Oui, c’est bien lui, Giacomo Puccini, le compositeur de La Bohème, de Madama Butterfly, de Tosca, de Turandot notamment, né à Lucques en 1858 et décédé en 1924 dans une clinique d’Ixelles où il était venu faire soigner un cancer de la gorge.
Si l’on voulait être manichéen comme on dit aujourd’hui, on pourrait résumer l’opéra italien par les noms de Puccini et de Verdi. Verdi, parfois bien en prise avec la mélancolie des paysages de la plaine du Pô, nous apparaît pourtant comme un colosse, un phare du Risorgimento et des Chemises rouges de Garibaldi, une personnalité exaltante dont tous les Italiens sont encore fiers aujourd’hui. Puccini vécut aussi à une époque troublée, mais les chemises avaient pris la couleur noire et annonçaient le fascisme. Éternel neurasthénique des paysages brumeux toscans de Torre del Lago, il se fâcha avec son ami Toscanini pour avoir accepté avec une indifférence un peu molle, quelques honneurs des nouveaux maîtres de l’Italie. De sa vie intime, on retient sa passion des femmes et de la cigarette, des voitures et de la bicyclette. Cette dernière passion qu’il partage avec son biographe.
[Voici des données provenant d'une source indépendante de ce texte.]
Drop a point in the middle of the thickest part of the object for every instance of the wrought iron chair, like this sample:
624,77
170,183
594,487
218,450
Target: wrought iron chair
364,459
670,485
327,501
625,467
Vie entâchée par un drame personnel tout comme celle de Bernard Chambaz également et qui va les réunir bien plus qu’on ne l’imagine comme on le comprend à la fin.
J’ai acheté ce livre à l’aveuglette, ne connaissant ni l’auteur ni la collection, simplement attirée par le sujet, Puccini est un de mes compositeurs préférés et j’aime qu’on lui rendre enfin justice. Ne vous attendez pas à une oeuvre biographique rigoureuse. C’est un peu comme si vous et moi, admirateurs de Puccini, nous nous mettions à raconter sa vie à un ami. En toute simplicité et sans souci de précision historique (mais sans erreur non plus!). Cela donne un livre absolument charmant, savoureux et bouleversant. Il nous chante aux oreilles.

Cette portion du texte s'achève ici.